What are you going to do when she refuses to hand her magic over?
I don’t care if we never have kids, Silas, as long as I have her.
We don’t need heirs, we are immortal. You only want them now because the choice was taken from you, taken by Blaire. ”
Pinching the bridge of my nose, I sigh in frustration. I don’t have the answers they want.

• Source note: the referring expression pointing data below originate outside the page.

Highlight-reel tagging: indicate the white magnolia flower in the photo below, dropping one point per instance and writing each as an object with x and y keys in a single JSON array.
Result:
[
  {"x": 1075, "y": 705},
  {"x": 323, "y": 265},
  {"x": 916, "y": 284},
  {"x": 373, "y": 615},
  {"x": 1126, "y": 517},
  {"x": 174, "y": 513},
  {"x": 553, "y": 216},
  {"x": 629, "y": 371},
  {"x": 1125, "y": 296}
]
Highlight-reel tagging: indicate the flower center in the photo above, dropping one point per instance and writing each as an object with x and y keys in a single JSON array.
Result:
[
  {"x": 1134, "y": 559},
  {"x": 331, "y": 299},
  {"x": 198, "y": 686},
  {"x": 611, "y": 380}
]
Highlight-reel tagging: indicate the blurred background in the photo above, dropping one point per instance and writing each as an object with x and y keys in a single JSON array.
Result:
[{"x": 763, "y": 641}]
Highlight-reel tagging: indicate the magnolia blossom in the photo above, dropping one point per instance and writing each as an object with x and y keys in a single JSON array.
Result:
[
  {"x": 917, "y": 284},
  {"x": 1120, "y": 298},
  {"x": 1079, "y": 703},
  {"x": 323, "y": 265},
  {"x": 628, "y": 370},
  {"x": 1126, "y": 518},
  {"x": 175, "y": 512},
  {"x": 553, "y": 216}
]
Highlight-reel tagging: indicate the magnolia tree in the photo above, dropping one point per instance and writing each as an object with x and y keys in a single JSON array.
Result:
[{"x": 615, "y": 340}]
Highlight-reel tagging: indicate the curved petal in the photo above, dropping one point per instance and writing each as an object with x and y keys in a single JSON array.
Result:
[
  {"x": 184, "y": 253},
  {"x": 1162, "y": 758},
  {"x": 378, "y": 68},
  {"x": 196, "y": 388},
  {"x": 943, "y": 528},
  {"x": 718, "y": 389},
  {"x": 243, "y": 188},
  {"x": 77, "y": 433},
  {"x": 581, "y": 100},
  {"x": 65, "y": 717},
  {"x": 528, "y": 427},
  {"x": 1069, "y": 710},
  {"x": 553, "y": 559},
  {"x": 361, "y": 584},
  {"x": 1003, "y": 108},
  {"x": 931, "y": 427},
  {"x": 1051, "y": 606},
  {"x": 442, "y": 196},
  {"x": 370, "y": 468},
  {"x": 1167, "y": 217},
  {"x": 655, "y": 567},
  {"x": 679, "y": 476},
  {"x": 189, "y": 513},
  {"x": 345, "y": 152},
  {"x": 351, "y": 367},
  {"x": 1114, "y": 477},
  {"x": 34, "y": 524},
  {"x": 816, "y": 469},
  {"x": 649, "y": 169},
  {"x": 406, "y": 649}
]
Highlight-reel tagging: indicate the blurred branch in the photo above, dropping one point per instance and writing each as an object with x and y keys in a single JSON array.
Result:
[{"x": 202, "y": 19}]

“I don’t know, okay? What do you want me to say?” I ask, glaring at them.
“I want you to give her choice back, she won’t be forced. Giving up her magic means giving up everything she is. Why can’t you see that?”
“Because she needs nothing from the Fae; she should only need us. That’s how it is supposed to work. She was made for us in every way, and she won’t submit. So, it leaves only one option, I won’t lose her.”
Matitus snorts, making me turn my attention to him.
“What?”
“You’re so blinded by your own ego and pride that you can’t even see you’ve already lost her.” He shakes his head, shoving past me and leaving me with only Dragus.